Monday, April 22, 2013

Why?

I feel like I'm in prison, but I never committed a crime did I? Sometimes I wonder why. Why me? But everything happens for a reason right? I would like to know the reason for this, for the hell I'm living in. I hope I can help others one day, that are like me. I think that's the reason.

Friday, March 29, 2013

The beginnning


My little heart pumping, stomach churning, body shaking. I’m somewhere else now, far away. I’m in the middle of a nightmare but I’m awake. The voices around me are muffled and the world is spinning around me. I’m struggling to catch my breath, to catch my life. Here we go again.
I'm LaurenMarie and welcome to my story. I'm 15 years old, suffering with emetophobia (the fear of Vomiting) , Panic attack disorder, OCD, and depression. Five years ago, the hell began. My father at age 47, was diagnosed with non-hodgkin lymphoma. Having someone so close to me, be so Sick scarred me tremendously. Because I was only 10 when he was ill, my parents didn't fully explain to me what was happening.
It wasn't until later that I felt the effects.

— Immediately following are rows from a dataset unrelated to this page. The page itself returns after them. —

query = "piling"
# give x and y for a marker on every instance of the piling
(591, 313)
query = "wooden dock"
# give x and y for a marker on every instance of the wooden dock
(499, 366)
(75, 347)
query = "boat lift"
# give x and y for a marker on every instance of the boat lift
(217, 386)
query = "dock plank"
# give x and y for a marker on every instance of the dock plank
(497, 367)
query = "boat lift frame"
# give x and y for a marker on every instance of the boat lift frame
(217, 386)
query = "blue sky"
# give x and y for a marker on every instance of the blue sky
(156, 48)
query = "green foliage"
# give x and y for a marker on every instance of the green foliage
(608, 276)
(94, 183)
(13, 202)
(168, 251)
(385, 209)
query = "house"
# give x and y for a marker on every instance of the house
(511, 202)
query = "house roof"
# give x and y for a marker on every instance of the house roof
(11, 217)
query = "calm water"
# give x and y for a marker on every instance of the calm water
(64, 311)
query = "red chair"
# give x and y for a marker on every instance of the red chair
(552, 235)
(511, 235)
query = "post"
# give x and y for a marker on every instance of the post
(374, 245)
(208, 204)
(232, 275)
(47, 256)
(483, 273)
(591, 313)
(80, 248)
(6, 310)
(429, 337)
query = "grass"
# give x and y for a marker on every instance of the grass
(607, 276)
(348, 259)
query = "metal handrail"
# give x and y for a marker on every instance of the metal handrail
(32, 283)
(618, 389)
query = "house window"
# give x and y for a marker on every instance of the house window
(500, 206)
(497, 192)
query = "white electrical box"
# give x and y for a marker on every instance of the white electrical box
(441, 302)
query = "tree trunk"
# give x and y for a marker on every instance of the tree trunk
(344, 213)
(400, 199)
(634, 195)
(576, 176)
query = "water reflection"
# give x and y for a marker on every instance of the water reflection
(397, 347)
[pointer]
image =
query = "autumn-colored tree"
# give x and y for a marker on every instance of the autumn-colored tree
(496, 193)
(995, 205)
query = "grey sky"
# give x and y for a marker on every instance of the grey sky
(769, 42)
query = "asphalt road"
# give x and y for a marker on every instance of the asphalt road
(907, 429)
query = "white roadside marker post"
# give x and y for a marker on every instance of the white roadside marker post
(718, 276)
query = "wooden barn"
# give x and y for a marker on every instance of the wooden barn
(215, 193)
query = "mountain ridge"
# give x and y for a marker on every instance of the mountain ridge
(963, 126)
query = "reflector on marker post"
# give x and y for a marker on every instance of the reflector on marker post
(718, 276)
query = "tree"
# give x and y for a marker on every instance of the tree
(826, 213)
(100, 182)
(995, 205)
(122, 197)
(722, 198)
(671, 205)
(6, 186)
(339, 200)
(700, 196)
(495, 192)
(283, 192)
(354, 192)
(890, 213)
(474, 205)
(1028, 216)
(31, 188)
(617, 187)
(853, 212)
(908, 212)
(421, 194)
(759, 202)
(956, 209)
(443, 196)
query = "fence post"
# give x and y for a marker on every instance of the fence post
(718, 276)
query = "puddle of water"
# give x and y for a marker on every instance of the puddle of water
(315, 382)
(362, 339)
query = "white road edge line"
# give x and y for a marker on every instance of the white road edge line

Two years after his diagnosis, was mine. I develpoed an extreme phobia of Vomiting. Along with it came the horrid panic attacks, controlling OCD, and  ghostly, helpless depression. As my mind deteriorated, so did my body. My diet was totally restricted because of my fear and my lowest weight was 69 pounds in December 2010.
From shattering panic attacks that consisted of screaming and ambulences, to obsessions and self harm. This is my story in a nutshell. I've come so  far, but I still have very far to go.